14. The afore being so, the prayer of the appellant, that she be given back her land, or be offered the option of surrendering other land, is wholly untenable and cannot be even considered by us from any perspective.
15. Coming to the argument against Ext.P2, we do not see how this will help the appellant because, it is only a Government Order which says that if the original purpose for which a land is acquired does not fructify, then it can be used for any other purpose of the department for which it is acquired; or otherwise, it be surrendered to the Revenue Department.
16. We are certain that the stipulations in Ext.P2 flow in line with the concept of ownership of land by the Government consequent to acquisition, as declared in the afore cited precedents.
17. However, the specific imputation made by the appellant, that the land in question has turned into a hub of antisocial activities requires some attention. It is indubitable that the Government has a duty to ensure that this is not so, being its owner; and cannot leave it – if the assertions of the appellant are true – in a deserted condition, making it a haven or hub for confutative, dangerous or deleterious activities.

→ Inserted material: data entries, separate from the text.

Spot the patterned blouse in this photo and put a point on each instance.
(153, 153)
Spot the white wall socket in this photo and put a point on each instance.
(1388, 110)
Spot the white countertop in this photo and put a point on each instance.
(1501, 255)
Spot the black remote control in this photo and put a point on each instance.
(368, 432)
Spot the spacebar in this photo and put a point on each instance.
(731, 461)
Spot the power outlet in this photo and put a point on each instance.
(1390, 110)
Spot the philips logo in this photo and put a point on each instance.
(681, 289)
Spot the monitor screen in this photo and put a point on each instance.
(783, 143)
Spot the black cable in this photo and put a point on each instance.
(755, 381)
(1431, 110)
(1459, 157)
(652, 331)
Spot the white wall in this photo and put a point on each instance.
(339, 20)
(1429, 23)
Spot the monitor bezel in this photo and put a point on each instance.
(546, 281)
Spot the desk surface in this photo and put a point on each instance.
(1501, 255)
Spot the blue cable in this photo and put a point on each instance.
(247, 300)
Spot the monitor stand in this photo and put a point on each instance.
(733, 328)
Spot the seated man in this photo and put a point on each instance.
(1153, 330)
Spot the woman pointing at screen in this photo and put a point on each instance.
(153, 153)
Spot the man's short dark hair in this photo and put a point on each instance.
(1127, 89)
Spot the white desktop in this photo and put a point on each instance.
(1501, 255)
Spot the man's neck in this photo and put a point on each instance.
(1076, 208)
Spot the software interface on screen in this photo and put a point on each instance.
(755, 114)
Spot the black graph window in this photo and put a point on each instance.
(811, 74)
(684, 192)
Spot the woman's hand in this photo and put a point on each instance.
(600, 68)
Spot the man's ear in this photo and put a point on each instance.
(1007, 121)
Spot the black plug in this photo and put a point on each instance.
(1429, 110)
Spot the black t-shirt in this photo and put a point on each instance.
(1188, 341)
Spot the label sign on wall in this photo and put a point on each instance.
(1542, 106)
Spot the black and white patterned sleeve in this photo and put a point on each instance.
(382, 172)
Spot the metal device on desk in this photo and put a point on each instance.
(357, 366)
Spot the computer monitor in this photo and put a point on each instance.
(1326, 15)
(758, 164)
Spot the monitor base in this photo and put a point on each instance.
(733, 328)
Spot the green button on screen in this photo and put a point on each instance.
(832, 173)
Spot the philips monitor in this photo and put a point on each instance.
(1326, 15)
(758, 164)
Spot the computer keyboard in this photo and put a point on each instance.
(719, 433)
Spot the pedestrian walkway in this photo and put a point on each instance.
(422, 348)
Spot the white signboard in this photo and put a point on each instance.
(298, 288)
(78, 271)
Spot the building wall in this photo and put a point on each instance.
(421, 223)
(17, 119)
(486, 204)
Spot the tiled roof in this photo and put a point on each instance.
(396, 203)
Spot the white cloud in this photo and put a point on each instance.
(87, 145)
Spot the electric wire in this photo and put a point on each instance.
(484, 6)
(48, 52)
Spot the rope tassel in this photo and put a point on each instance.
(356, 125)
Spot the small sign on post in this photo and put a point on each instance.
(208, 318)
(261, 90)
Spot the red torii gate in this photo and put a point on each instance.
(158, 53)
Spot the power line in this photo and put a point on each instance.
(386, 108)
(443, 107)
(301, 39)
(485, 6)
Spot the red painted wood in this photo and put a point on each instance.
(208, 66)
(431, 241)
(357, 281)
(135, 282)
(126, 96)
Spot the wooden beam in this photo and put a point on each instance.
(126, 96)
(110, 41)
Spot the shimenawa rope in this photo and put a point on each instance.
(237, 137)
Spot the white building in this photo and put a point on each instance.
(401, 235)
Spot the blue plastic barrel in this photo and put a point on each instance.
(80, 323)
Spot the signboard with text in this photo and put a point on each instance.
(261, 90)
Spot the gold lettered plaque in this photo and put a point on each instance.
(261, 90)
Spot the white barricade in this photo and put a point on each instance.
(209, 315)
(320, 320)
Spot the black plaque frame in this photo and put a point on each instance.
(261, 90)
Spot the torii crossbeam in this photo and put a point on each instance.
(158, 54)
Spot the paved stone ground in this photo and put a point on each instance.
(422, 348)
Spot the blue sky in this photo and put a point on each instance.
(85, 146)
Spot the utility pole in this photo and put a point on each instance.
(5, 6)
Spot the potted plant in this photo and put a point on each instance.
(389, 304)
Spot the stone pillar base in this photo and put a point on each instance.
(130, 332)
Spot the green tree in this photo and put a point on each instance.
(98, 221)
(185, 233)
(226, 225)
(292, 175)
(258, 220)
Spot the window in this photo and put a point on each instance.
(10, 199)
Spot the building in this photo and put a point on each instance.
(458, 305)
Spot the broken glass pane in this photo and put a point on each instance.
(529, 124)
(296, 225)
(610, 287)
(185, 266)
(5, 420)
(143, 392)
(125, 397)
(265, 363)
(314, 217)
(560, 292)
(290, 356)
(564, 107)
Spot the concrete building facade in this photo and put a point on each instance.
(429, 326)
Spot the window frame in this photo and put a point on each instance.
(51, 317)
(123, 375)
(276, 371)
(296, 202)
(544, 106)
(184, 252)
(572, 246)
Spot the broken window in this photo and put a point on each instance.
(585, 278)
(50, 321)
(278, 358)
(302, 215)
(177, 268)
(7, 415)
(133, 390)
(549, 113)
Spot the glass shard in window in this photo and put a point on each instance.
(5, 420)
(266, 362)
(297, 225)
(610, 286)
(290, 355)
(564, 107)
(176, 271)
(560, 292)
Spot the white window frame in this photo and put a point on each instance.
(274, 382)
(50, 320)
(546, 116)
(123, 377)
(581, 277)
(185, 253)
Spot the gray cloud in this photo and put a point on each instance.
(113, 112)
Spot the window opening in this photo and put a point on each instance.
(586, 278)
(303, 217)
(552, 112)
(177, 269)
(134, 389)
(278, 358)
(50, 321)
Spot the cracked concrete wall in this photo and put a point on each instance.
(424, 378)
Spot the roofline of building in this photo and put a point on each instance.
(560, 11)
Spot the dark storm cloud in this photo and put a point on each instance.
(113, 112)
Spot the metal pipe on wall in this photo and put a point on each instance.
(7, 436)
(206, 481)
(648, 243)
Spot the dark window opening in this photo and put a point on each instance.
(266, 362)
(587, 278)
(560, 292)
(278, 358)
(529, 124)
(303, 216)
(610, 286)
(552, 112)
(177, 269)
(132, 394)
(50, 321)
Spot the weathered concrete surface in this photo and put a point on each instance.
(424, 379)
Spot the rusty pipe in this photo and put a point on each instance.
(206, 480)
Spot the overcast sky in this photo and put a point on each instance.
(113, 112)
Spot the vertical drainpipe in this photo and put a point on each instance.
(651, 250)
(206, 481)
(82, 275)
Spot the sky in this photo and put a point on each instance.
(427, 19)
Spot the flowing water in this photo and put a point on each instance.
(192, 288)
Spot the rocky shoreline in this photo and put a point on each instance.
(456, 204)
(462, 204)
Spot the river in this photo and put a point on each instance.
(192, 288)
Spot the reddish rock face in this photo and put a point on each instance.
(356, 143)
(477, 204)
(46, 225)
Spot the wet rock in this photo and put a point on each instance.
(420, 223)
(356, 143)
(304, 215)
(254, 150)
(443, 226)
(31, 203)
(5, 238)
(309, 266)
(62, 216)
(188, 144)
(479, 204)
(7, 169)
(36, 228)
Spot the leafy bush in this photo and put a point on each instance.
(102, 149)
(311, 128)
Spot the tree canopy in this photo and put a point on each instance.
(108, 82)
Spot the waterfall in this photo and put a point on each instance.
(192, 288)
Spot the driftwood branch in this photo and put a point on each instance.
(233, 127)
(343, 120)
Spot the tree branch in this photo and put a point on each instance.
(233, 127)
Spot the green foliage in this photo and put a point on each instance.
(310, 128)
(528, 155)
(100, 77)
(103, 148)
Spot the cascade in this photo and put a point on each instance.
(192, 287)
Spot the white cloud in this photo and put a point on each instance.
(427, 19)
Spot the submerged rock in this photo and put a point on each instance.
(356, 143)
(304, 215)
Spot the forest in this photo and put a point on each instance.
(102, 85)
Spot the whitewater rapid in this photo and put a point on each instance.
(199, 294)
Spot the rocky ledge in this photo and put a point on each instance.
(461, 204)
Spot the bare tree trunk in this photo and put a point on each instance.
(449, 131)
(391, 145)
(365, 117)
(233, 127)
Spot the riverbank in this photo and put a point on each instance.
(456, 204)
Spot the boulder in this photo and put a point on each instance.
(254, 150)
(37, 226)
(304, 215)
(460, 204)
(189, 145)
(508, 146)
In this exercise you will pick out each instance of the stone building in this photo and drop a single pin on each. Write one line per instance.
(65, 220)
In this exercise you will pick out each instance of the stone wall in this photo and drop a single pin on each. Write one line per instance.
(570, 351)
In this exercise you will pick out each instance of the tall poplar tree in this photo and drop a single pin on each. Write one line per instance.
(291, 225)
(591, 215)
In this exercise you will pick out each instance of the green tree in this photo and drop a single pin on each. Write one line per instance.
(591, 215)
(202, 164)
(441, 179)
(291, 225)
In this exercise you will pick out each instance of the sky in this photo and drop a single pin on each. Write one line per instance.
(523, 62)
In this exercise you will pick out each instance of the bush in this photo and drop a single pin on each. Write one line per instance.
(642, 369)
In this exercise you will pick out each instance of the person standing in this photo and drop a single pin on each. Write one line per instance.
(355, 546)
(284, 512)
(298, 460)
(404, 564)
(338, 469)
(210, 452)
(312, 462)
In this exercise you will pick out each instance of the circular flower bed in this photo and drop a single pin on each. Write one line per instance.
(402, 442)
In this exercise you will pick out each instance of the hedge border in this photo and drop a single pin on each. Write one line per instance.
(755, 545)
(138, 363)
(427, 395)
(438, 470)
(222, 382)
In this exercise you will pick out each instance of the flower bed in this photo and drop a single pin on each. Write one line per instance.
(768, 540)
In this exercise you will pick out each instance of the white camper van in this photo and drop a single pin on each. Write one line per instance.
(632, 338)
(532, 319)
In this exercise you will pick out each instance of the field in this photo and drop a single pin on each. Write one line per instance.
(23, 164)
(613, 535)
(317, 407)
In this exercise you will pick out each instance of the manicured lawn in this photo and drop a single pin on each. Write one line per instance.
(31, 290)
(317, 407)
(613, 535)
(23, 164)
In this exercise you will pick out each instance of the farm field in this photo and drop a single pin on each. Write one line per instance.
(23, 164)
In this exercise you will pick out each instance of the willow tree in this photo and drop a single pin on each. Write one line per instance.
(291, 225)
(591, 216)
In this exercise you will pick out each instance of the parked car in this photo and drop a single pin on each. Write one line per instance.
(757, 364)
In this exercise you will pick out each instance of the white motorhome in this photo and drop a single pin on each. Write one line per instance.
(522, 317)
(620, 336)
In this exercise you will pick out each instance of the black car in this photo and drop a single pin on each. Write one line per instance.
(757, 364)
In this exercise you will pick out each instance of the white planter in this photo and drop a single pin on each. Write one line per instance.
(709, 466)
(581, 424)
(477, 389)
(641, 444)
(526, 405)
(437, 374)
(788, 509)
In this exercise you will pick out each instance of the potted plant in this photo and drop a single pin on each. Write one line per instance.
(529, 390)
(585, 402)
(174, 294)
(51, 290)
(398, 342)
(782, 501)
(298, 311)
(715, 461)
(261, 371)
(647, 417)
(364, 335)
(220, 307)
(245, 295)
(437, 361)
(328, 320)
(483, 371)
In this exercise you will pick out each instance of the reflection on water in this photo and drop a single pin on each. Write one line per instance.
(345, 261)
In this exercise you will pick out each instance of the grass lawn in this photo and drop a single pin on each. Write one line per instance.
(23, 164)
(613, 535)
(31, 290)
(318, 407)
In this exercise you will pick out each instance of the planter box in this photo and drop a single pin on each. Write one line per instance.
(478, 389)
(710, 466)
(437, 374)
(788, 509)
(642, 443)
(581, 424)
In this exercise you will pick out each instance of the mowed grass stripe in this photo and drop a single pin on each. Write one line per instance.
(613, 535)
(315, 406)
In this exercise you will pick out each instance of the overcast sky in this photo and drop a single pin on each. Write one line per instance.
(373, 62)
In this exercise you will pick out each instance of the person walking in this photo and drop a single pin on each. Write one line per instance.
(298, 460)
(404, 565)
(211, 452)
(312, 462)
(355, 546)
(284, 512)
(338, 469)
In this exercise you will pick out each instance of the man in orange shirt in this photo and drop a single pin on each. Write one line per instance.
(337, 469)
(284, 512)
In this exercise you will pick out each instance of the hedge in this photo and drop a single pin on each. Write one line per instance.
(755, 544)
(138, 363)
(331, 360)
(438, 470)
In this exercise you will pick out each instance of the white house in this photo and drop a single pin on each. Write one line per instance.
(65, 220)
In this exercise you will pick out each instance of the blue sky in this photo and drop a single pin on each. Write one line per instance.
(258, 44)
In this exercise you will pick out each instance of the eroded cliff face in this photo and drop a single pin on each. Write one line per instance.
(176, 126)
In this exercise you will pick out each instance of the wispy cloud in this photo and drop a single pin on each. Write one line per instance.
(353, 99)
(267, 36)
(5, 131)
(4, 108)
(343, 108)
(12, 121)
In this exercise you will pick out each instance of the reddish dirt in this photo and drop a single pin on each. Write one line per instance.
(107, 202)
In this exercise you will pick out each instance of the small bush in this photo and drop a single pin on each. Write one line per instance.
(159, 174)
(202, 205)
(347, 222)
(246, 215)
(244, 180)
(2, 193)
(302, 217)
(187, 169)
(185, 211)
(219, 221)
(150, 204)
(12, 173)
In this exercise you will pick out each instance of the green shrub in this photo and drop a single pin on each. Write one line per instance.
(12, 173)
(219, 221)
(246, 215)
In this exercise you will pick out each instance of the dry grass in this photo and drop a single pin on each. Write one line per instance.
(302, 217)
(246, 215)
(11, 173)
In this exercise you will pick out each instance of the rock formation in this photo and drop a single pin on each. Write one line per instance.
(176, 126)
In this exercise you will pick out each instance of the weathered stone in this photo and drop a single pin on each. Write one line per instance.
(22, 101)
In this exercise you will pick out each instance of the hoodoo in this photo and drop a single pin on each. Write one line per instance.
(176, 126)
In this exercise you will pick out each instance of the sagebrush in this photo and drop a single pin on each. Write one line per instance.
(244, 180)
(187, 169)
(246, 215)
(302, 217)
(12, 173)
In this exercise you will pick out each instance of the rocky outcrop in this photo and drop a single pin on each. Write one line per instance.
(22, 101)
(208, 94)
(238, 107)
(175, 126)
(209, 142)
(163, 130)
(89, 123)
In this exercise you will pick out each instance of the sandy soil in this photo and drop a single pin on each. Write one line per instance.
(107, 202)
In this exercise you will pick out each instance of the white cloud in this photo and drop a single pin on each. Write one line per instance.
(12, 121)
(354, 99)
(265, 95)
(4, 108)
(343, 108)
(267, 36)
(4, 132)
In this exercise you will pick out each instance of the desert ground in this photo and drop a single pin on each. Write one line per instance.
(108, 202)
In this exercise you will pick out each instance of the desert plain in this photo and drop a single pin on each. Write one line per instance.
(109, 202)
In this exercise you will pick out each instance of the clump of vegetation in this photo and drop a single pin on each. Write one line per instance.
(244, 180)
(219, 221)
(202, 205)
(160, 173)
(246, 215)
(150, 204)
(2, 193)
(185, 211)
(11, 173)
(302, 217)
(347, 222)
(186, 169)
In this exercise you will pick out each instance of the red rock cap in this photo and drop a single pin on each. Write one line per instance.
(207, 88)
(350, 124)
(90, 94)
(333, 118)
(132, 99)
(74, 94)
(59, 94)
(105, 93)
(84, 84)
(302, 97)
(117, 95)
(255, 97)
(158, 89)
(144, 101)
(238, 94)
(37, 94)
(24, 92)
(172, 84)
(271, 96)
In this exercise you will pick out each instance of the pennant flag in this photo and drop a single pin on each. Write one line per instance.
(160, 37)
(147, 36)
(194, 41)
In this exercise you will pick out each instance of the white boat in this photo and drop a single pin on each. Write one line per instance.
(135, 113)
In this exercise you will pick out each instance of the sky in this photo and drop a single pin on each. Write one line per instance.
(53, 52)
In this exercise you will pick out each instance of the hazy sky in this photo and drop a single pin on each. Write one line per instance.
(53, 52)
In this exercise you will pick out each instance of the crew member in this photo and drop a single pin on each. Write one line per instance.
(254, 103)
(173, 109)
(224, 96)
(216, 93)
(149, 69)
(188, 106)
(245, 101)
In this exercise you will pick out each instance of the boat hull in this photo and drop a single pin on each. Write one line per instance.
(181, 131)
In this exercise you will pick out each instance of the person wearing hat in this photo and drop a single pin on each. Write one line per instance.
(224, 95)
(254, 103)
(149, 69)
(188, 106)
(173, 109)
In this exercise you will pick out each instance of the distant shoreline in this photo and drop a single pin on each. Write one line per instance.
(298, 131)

18. In such perspective, though we find no reason to intervene with the impugned judgment of the learned Single Judge; we deem it necessary to direct the competent Authority of the Government to ensure that the lands which have been acquired are used and maintained in an apposite manner, without making it a cause of concern for the society.
Consequently, this Appeal is dismissed; but with a direction to the competent among the respondents to ensure that the land is maintained properly, and put to use, as is statutorily and legally enjoined.